Perhaps more interesting, however, is whether “25” will land on any subscription streaming platforms once it’s released. This is a complicated question, especially considering the music industry itself is currently facing down some rather interesting format transitions. YouTube’s long-gestating paid service, YouTube Red, launched in late October; it provides ad-free video watching and a subscription to Google Play, though doesn’t appear to put music videos behind a paywall. Apple Music’s initial 90-day free trial ended about a month ago, and Apple CEO Tim Cook noted the service has 6.5 million paying subscribers—a decent amount, but still reportedly over 13 million fewer paying subscribers than Spotify has. On a related note, changes to the freemium (a.k.a. ad-supported) version of Spotify are also rumored to be forthcoming.
Back in 2012, Adele was one of the earliest artists to have a blockbuster album absent from Spotify (“21”). The problem? She wanted the album to be available only to paid users, and the platform reportedly refused to acquiesce to that request. (The album eventually became available to everybody, but it was well over a year after its release.) The idea that technology dictates if we have access to a certain piece of music isn’t new; after all, plenty of vinyl albums have still never received a CD reissue. The difference with streaming platforms, however, is that in the case of a high-profile artist like Adele, there are often high-stakes negotiations and contractual deals involved, which dictate whether an album appears (or doesn’t appear) on a service. (In fact, as of this writing, it’s still unclear whether “25” will be streaming anywhere when it’s released November 20, or simply only available to buy.)
As the music industry adjusts to the streaming vs. downloading divide, it’s also interesting to examine the subtle differences between how an artist—or a single—is promoted.

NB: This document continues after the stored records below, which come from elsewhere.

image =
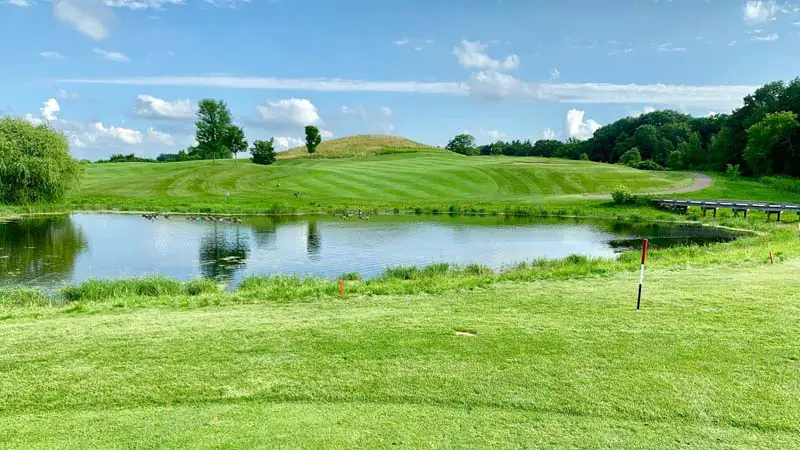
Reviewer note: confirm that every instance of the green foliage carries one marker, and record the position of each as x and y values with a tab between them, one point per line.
733	171
313	138
648	165
125	158
35	164
675	160
263	152
631	157
213	127
622	195
234	140
768	139
463	144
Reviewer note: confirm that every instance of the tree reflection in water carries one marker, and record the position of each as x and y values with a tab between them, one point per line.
40	248
223	251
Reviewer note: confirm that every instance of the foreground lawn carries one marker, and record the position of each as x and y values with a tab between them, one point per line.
711	361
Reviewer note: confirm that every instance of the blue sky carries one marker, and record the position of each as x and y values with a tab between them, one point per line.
125	75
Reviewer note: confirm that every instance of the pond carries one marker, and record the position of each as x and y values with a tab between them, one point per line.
51	250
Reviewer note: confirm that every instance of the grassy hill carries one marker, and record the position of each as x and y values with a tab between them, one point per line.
385	181
357	146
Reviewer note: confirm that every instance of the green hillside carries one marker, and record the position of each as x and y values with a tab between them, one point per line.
357	146
431	177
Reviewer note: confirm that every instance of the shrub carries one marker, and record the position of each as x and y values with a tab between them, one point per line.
733	171
263	152
35	164
623	196
631	157
648	165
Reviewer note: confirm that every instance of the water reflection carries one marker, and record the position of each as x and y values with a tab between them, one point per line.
313	240
223	252
39	248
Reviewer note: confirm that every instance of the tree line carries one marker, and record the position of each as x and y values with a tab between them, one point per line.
219	138
758	139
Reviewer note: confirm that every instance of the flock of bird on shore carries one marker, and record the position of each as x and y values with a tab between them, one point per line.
195	218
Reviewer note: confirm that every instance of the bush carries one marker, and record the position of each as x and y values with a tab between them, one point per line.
35	164
263	152
648	165
631	157
733	171
623	196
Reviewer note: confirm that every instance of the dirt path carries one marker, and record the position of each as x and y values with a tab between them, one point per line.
701	181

In Adele’s case, “Hello” is streaming on Apple Music, but users have to search for it: On several recent visits, the song had no presence on the platform’s “new” landing page, and it’s nowhere to be found on the top Songs chart—even though older Adele tunes “Someone Like You” and “Rolling In The Deep” are charting. (For the record, the video is squarely atop the Apple Music Video chart.) On iTunes, however, the single for “Hello” has prominent front-page placement under the “Hot Tracks” category, and the pre-order for “25” is in the platform’s top carousel. On Spotify, “Hello” is also easy to find, mainly because it’s in the first two curated playlists (“Songs To Sing In The Car” and “Today’s Top Hits”) and atop the global and U.S. airplay charts.
People are going to find and stream “Hello” regardless, of course, and they’ll also buy the song if they feel like it. The same goes for “25”: If an Adele fan wants to hear the album, in whatever format they so choose, whether it’s a digital album or Target-exclusive CD. (Whether “25” will become the best-selling album of 2015 is also a burning question: Taylor Swift’s “1989,” the current 2015 sales leader, has sold 1.71 million copies.) That Adele, “Hello” and “25” seem to represent a pivot point in how we approach physical sales, digital downloads and streaming is perhaps the most incredible thing of all. It’s far too easy to be swept up in hand-wringing over the negatives plaguing the music industry. But the narrative surrounding Adele and “25” is driven by nothing but optimism—and the notion that a powerful, kickass musician is dragging the music industry into the modern world, one snap of a flip phone at a time.